Canal wall thickness and canal transportation in the mesiodistal direction: Measurements of minimum canal wall thickness pre- and post-instrumentation for MB, ML and MM canals were performed as reported by Lim et al. [12] Canal transportation at 3 cross-section levels corresponding to 1, 2, and 3 mm below furcation for each NiTi system was calculated by the following formula: Canal transportation = (d1-d2) – (m1-m2), where d1 and d2 were the pre- and post-instrumentation minimum distal canal wall thickness, respectively, and m1 and m2 were the pre- and post-instrumentation minimum mesial canal wall thickness, respectively (Fig. 2).

Statistical analysis

One-way analysis of variance (ANOVA) and Turkey post hoc test were used for multiple comparisons among groups. Paired t-test was used to compare the mean canal wall thickness between the distal and mesial sides. The significance level was set at 5%.
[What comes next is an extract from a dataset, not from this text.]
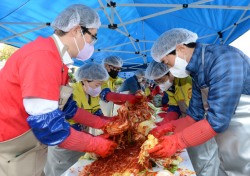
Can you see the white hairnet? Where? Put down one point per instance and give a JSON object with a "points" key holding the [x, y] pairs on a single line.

The homogeneity of tooth replicas before instrumentation

The mean length of the MM canals in 3D printed tooth replicas (n = 18) was 10.02 ± 0.14 mm from the orifice to the apical foramen (AF) and 7.54 ± 0.17 mm from the furcation level to the AF, and the mean degrees of the canal curvature was 15.3 ± 1.0 degrees. The mean long and short diameters of the MM canals at the WL were 0.190 ± 0.019 mm and 0.128 ± 0.05 mm, respectively.

The high level of homogeneity of 3D printed tooth models among the 3 groups was confirmed by the measurements of root canal length, curvature, volume, surface area, and canal wall thickness (all p > 0.05) pre-instrumentation.

Canal straightening

The measurement results of canal straightening of the MM canals after instrumentation with the 3 NiTi rotary systems are shown in Table 1. A statistically significant difference was detected among the 3 groups (F = 9.273, p = 0.002). The use of PTG resulted in significantly greater canal straightening than OS (p < 0.05) and TF files (p < 0.01), while no significant differences were obtained between OS and TF files (p > 0.05).

Table 1 Measurement results of canal straightening of the MM canals (n = 6 per group)

The root canal volume and surface area

The measurement results of the pre- and post-instrumentation volume and surface areas of the MM canals were summarized in Table 2. The PTG group obtained a significantly (p < 0.05) higher percentage increase in canal volume and surface area as compared with the OS and TF groups.

Table 2 Measurement results of the initial and post-instrumentation volume and surface areas of the MM canals (n = 6 per group)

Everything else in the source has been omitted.